Chapitre 3 : Un nouveau jour, d'anciens remords

– Hey...Wake up !

Tiens, étrange...j'ignorais que la Mort parlait anglais...enfin bon, ce devait être normal. Et puis je connaissais un peu la langue...

– Réveillez-vous, monsieur le japonais !

La voix, celle d'une jeune femme, se faisait de plus en plus insistante, et je ressentais une douleur insoutenable tout le long de mon corps. C'était comme si des centaines de pics d'acier brûlant me transperçaient les entrailles avant de remonter dans chacun de mes muscles. Je n'avais jamais enduré pareille douleur dans ma vie.

Ma vie ?

C'est à cet instant que je m'en rendis compte. Je n'avais pas réussi à mourir ! Mais...j'avais réussi ma mission ! Mais je n'étais pas mort ! Et les autres, que leurs était-il arrivé ? Pourquoi je n'étais pas mort alors que eux oui ?

Malheureusement, aucun son ne sortait de ma bouche, alors je me décidai à ouvrir les yeux. Je me trouvais dans une pièce qui ne ressemblait à rien de ce que je connaissais. En bougeant mon œil droit, seule partie de mon corps que je pouvais mouvoir sans souffrir, je reconnus les meubles caractéristiques d'une chambre : La table de nuit, une fenêtre, un radiateur, les contours du lit...

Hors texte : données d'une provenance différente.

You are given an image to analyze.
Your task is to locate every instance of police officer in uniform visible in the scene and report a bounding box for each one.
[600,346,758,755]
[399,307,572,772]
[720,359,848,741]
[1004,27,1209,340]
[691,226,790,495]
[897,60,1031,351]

Je me trouvais donc sur un lit, mais lorsque je voulus lever juste un peu la tête, mon corps entier me fit comprendre que je me trouvais loin d'être au meilleur de ma forme. Je ressentais une vive douleur diffuse, alors que la voix reprit :

– Ne bougez plus, vous allez rouvrir vos blessures ! ...

Je ne compris pas le reste, mais dirigeai mon regard vers la voix lorsque je reconnus un drapeau américain derrière une jeune femme, d'environ vingt ans à première vue.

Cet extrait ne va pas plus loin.